As an additional tool for browsing and reducing the information burden, we provide the guardian with the possibility of filtering the set of actions recognized by our system. For example, one specific user might decide that the set of actions relative to touching different body parts should not influence the partitioning process involved in the storyboard view.
In a similar fashion, we allow the guardian to create his/her own set of rules for triggering alarms. This is addressed with three types of trigger: a one-shot event (e.g., the act of falling), a time-range event (e.g., being on the floor for a certain amount of time), and a time-range absence (e.g., not drinking for a long time). More elaborate conditions could be implemented by resorting to dedicated high-level programming languages [61], although we consider expanding this topic in future works.

7. Conclusions

We have developed a monitoring system for taking care of elderly people, and for fulfilling their right to aging in place. By approaching the task as a machine-learning problem, we have carefully analyzed existing datasets for action recognition, and concluded that no single dataset matched the required criteria in terms of classes and cardinality. This led us to the definition of a new hierarchy of actions, and to the creation of a corresponding composite dataset, called ALMOND. We then developed and trained a monitoring approach that consists of localizing the subject, and recognizing the performed actions among the defined set. We aimed at reaching high accuracy in a wide range of subject poses, while keeping the computational effort under control. Finally, we presented the end-user application to be exploited by an assigned guardian, defining its functional requirements and designing its main components. Particular attention was given to offering the guardian an effective exploration of the events regarding the monitored subject, without overloading them with information.
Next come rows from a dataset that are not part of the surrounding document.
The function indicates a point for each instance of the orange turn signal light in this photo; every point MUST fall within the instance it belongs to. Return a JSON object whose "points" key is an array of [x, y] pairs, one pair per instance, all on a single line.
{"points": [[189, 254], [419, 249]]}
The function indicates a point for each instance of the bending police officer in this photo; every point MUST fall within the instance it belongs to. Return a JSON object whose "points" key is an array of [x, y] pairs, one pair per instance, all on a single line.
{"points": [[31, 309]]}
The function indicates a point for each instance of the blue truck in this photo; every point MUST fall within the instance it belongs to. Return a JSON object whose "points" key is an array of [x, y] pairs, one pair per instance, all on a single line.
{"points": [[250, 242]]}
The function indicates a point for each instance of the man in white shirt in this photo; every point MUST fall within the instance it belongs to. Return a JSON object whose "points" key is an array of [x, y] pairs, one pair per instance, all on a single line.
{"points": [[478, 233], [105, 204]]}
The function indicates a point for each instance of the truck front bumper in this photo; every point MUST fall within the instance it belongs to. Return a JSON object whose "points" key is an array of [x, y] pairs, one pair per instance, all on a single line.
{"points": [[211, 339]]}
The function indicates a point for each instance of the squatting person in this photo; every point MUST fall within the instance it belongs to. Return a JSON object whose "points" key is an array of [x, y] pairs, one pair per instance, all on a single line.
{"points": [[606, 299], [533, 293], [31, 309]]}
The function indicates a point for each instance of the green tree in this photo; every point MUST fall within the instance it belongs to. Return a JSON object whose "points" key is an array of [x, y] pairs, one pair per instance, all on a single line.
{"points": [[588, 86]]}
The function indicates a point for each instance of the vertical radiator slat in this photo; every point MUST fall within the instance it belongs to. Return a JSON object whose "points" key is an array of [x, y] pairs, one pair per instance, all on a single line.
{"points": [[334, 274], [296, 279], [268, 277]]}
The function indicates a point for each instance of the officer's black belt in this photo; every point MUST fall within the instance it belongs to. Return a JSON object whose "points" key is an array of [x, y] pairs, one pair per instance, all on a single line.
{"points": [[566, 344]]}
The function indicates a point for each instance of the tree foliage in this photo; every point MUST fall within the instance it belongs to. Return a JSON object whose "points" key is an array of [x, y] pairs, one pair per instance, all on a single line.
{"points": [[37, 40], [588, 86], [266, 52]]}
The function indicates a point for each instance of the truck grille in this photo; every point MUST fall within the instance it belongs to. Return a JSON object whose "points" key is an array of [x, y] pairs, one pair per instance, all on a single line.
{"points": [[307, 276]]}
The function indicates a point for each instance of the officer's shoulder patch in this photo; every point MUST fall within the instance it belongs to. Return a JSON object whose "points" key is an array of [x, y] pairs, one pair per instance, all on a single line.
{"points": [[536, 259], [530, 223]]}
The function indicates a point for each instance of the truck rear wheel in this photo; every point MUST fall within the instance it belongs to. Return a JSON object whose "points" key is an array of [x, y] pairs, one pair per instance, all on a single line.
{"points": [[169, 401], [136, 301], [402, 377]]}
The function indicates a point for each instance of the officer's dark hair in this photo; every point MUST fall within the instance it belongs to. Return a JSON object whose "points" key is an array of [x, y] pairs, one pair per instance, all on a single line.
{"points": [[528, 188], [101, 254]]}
The evaluation of usability of the developed system will be addressed in the near future.
As further direction for future work, we plan on introducing techniques for person re-identification [57], in order to allow our system to track the subject across multiple acquisition devices, and to be robust to the presence of healthcare assistants. Consequently, we will also expand the set of recognized classes to interactions between two or more subjects. Other developments would include alternative forms of storyboarding, leaning for example on video summarization techniques [62,63], as well as more advanced forms of user-customizable trigger conditions for alerting situations.

Author Contributions

Conceptualization, M.B. and G.C.; methodology, M.B., A.A. and G.C.; software, M.B. and A.A.; validation, A.A.; formal analysis, M.B. and A.A.; investigation, A.A.; resources, M.B. and G.C.; data curation, A.A.; writing–original draft preparation, M.B., A.A. and G.C.; writing–review and editing, M.B., A.A. and G.C.; visualization, M.B., A.A. and G.C.; supervision, M.B. and G.C.; project administration, M.B. and G.C. All authors have read and agreed to the published version of the manuscript.

Funding

The research leading to these results has received funding from The Home of Internet of Things (Home IoT), CUP (Codice Unico Progetto - Unique Project Code): E47H16001380009 - Call “Linea R&S per Aggregazioni” cofunded by POR (Programma Operativo Regionale - Regional Operational Programme) FESR (Fondo Europeo di Sviluppo Regionale - European Regional Development Fund) 2014–2020.

Acknowledgments

We gratefully acknowledge the support of NVIDIA Corporation with the donation of the Jetson TX1 Kit and the Titan Xp GPU used for this research.

Conflicts of Interest

The authors declare no conflict of interest. The funders had no role in the design of the study; in the collection, analyses, or interpretation of data; in the writing of the manuscript, or in the decision to publish the results.